The goal of BI opportunity analysis is to identify - in business terms for business executives, managers and analysts - the main ways that BI can be used to improve business results. The outcome of the analysis is documented in a qualitative BI business case that describes potential BI-driven improvement opportunities in three broad areas: management processes, customer processes and operating processes. The BI opportunity analysis and the resulting business case are key inputs to the next step, as shown in Figure 2.

The business-driven process of defining the BI portfolio explicitly links BI and one or more targeted business processes. In the center of Figure 2, we see that when we talk about defining BI-driven BIOs, we get very specific about the BI and how it will be used to improve business results. This approach overcomes the weaknesses of traditional approaches to BI requirements and establishes the basis for the last step in the process of developing a well-structured set of BI requirements, shown in Figure 3.
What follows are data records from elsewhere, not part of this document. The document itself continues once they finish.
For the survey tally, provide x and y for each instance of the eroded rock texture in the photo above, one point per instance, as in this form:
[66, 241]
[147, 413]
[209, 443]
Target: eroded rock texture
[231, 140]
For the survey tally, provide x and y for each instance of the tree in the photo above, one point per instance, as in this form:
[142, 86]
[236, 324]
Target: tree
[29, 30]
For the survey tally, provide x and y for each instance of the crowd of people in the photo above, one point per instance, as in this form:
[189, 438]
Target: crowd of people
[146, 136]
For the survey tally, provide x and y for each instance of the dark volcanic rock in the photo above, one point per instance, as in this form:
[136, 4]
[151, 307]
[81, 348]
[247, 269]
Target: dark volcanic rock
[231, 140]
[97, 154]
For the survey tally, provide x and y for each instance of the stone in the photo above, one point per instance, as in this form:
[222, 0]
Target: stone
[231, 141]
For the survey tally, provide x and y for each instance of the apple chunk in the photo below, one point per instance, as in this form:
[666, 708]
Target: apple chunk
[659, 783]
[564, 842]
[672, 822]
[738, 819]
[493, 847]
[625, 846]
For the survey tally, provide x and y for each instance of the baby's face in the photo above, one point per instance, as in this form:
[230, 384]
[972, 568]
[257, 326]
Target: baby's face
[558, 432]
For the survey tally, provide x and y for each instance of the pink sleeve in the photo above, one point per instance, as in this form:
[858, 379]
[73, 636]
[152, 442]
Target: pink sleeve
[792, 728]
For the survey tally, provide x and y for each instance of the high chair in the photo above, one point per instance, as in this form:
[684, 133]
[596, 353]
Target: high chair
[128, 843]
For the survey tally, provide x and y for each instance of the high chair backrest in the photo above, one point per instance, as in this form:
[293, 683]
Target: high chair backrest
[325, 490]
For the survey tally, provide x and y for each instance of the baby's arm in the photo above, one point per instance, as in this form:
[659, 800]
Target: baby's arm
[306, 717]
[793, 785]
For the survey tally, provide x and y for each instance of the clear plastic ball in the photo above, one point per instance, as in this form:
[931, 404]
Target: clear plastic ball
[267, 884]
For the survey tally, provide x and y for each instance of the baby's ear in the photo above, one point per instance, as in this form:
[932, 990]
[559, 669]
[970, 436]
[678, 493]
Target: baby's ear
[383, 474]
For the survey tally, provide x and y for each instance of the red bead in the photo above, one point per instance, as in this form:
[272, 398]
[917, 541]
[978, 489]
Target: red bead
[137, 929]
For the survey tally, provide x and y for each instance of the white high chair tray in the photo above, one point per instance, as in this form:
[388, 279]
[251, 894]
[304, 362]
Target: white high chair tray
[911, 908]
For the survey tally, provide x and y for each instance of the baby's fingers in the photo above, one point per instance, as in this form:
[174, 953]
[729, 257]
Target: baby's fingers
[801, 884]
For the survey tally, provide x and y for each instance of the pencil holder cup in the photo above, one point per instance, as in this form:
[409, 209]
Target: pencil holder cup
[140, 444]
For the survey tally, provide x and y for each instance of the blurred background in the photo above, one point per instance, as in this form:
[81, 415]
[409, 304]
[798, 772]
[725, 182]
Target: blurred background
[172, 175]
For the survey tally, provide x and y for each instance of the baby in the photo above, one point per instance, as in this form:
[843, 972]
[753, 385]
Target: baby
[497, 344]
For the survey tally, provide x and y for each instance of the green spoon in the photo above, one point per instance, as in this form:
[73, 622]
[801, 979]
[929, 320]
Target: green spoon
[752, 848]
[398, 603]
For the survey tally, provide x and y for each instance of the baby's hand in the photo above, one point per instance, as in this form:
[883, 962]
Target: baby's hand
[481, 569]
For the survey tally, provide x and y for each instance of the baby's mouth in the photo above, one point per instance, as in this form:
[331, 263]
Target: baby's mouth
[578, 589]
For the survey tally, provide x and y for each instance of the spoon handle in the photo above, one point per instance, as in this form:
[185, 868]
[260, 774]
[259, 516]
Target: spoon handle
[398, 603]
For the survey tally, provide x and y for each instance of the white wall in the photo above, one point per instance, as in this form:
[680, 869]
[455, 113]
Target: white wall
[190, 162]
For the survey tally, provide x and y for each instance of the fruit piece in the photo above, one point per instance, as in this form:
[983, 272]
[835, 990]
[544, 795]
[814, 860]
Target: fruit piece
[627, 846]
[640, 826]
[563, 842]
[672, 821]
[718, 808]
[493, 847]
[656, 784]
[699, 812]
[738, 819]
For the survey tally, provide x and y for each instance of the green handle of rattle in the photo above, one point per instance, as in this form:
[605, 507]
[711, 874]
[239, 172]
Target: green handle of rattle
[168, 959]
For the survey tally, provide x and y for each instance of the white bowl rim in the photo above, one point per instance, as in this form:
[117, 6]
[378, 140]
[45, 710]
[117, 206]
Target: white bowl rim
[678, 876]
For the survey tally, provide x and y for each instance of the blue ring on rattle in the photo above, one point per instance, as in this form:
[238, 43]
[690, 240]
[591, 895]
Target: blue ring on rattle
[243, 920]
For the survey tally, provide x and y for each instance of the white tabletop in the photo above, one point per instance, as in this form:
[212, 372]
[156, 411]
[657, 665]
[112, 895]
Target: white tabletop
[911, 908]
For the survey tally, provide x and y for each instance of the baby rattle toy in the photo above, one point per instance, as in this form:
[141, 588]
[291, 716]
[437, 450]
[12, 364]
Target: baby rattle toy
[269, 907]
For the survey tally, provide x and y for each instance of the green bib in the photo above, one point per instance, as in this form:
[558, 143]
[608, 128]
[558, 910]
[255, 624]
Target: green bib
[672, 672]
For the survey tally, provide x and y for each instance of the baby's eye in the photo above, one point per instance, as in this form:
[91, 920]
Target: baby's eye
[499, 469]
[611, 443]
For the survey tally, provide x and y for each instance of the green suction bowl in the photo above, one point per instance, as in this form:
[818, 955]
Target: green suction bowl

The last step in getting BI business requirements right is becoming more specific about the requirements for business information, analytic tools and applications, and decision support - all in relation to previously defined BI-driven business improvement opportunities. For example, a management process such as performance management may have a requirement for specific business information in the form of metrics and key performance indicators, perhaps in a scorecard format. A customer process such as cross-selling may have a requirement for an analytic application that uses a data mining technique like collaborative filtering to identify product recommendations for customers at a company Web commerce site. An operational process such as manufacturing may have a requirement for decision support in the form of alerts to executives when the cycle time for three consecutive orders to a major customer is outside of established targets. Armed with a specific understanding of the BI requirements for each BIO, we are then in a position to develop a comprehensive BI requirements document that can drive development of the BI databases, BI applications and enhanced business processes that create business value.

Short of a major faux pas with a key customer, committing a social gaffe in the executive suite or consistently missing performance targets, nothing will derail a promising business or IT career like being associated with a high-profile initiative that fails. And BI is increasingly high profile because of the costs of doing it right and the strategic and financial consequences of doing it wrong. Most professionals I work with want to be part of successful initiatives because such initiatives help the company, provide a sense of professional accomplishment and satisfaction and help careers.

In the BI world, the odds of success go way up if we get BI business requirements right. While there are a host of other issues that go into BI success, they don’t matter much if we build the wrong things or the things we build aren’t used. A well-structured set of business-driven BI requirements helps avoid those scenarios and sets the stage for delivering successful BI projects.